Queen Rania Visits India; Brings Child Educational, Health Concerns to Forefront

March 11, 2006

(Office of Her Majesty – Press Department – New Delhi) - Access to quality education and child immunization were the focus of Her Majesty Queen Rania Al-Abdullah's two-day trip to the Indian subcontinent, which began on Friday, to draw attention to the plight of children and reiterate the need for increased efforts in the global struggle against preventable diseases.

During her visit to the Ritanjali Learning Center, on Friday, Her Majesty was briefed on the impact the center has had on girls' education since its inception in 1995, taking a first-hand look at samples of work, while interacting with children, their mothers and members of staff, as they spoke of their challenges and concerns.

Established by the United Nations Children's Fund (UNICEF), as a non-governmental organization, at Kusumpur Pahari in Old Delhi, the center provides education to out-of-school children between the ages of 6 to 14, with the objective of educating them to an optimum level, so that they can be mainstreamed into the formal education system. Adolescents are also taught at the center within separate programs.

Received by the head of the center, Sushma Tyagi, and the sponsor of the organization, Arun Kapur, Queen Rania joined 3 groups of children, aged 6 through 10, in hands-on activities, before proceeding to join a group of 25 girls, aged 12 through 17, participating in the Adolescent Education Program, which includes beauty and tailoring courses.

Meanwhile, on Saturday, Queen Rania visited the Kasturba Hospital to meet with patients and hospital workers and highlight the need for increased efforts to bolster nationwide immunization in both India and other developing countries around the world.

The facility, popularly known as Machali Wala Hospital, is the oldest hospital for women and children in Delhi. Housing 450 beds, it includes a pediatrics ward, infant clinic, and immunization programs, for which it is considered a model for medical institutions and programs that are needed in developing countries.

A renowned advocate for children's issues and the rights of women, Queen Rania has, since 2001, served as a member of the board of the Vaccine Fund. The board, which is chaired by Graça Machel, is now known as the GAVI Fund.

Launched in 1999 to address the needs for vaccines and immunization of the world's 75 poorest countries, those with a per capita GNP of less than $1,000, the GAVI Fund is the financing arm of the GAVI Alliance, (formerly the Global Alliance for Vaccines and Immunization), which was launched in 2000 in an effort to increase immunization rates and reverse widening global disparities in access to vaccines (was the fund or the alliance launched in 2000? I'd recommend turning into two separate sentences).

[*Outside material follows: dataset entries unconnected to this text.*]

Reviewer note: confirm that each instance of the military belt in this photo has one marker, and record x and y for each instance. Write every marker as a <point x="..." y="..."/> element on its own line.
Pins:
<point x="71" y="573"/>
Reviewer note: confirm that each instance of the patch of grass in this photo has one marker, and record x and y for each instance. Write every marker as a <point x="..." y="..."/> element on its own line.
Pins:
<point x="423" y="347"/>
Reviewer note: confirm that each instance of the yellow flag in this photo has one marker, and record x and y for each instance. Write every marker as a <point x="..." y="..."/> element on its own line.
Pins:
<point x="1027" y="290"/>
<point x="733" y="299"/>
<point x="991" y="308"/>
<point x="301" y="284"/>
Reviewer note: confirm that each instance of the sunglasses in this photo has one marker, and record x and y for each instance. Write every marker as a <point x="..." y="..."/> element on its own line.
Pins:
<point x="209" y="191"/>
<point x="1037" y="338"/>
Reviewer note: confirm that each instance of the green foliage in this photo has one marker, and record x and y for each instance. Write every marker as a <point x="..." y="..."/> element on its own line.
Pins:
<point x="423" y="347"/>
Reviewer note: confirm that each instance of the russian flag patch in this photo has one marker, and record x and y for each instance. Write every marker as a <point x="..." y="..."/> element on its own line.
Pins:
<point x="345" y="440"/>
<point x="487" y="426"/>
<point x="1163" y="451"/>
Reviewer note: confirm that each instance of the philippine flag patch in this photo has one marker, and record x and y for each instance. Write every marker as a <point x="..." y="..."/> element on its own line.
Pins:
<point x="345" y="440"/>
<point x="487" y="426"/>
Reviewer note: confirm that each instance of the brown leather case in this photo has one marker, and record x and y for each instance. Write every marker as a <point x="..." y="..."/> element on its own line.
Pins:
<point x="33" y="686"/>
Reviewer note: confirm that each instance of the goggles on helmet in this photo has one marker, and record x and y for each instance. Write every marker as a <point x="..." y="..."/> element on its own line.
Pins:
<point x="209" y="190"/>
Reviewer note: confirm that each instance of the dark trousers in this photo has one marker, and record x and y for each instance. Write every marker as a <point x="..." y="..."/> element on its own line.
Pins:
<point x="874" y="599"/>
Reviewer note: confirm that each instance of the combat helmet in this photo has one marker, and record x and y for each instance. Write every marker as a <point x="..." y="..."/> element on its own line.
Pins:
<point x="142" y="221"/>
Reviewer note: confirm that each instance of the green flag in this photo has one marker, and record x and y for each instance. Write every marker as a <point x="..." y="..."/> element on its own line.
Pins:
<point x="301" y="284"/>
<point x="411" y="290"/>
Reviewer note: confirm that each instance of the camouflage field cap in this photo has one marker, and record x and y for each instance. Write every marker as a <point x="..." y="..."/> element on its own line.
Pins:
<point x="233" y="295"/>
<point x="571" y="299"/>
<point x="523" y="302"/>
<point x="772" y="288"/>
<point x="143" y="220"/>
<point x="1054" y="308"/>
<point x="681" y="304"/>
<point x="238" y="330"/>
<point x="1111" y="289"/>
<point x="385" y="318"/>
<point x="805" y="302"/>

A public-private partnership that is driven by the recognition that only through a strong and united effort can much higher levels of support for global immunization be generated, the GAVI Fund’s future initiatives include the International Finance Facility for Immunization (IFFIm), an innovative finance mechanism that is expected to provide US$4 billion in global immunization funding over the next 10 years, saving the lives of an additional five million children.

According to the World Health Organization, immunization programs save about three million lives and prevent an additional 750,000 children from becoming disabled, on an annual basis. Child health advocates agree that there is a great disparity in access to immunization, where a child in the developing world is ten times more likely to die of a vaccine-preventable disease than a child living in one of the advanced nations.